I have spoken very specifically about the Canberra context because we are here in the Assembly and that is appropriate. But it is also relevant to recognise the broader role of the ABC, and the role the ABC plays in regional parts of Australia in particular. Regional and rural communities probably have an even stronger affiliation to the ABC than some urban dwellers, although that is probably less so these days as more services become available in the bush than there used to be when, for example, I was a child.

We should also recognise the role of the ABC in the Asia-Pacific region. The ABC is widely recognised across this part of the world both for the transmissions it makes and for the reporting it does.
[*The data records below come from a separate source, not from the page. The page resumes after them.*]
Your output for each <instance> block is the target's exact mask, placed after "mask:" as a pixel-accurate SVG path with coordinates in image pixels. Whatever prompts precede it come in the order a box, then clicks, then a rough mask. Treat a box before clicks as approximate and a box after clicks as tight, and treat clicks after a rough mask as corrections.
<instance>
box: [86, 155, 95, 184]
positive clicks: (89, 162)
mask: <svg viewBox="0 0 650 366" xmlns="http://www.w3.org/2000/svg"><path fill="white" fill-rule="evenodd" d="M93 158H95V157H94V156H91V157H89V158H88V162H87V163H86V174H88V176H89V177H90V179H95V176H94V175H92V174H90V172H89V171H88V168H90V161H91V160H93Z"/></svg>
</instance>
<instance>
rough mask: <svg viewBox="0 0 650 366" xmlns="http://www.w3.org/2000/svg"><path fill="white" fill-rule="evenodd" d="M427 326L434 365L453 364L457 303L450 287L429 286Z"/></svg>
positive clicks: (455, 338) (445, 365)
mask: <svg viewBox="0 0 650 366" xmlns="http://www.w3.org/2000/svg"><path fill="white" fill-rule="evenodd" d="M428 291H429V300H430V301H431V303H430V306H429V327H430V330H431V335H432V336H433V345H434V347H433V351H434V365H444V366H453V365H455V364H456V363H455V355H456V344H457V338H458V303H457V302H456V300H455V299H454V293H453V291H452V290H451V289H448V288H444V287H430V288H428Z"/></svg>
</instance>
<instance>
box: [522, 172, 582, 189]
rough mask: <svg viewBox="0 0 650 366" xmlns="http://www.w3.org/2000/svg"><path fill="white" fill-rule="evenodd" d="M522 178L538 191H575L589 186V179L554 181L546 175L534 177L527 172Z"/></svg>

In countries where press freedom is not as powerful as it is here in Australia, the role that the ABC has played in reporting on matters that have perhaps struggled to get mainstream coverage has been incredibly important both for Australia to understand our place in the region and for giving a voice to people who are taking different views from some of the more authoritarian governments across the region. We must not lose sight of the value of that.

Australia seeks to be a middle power in the global geopolitical setting. Certainly that is how we seek to position ourselves in the United Nations. I think the ABC is an important part of the diplomatic effort Australia mounts in that international context.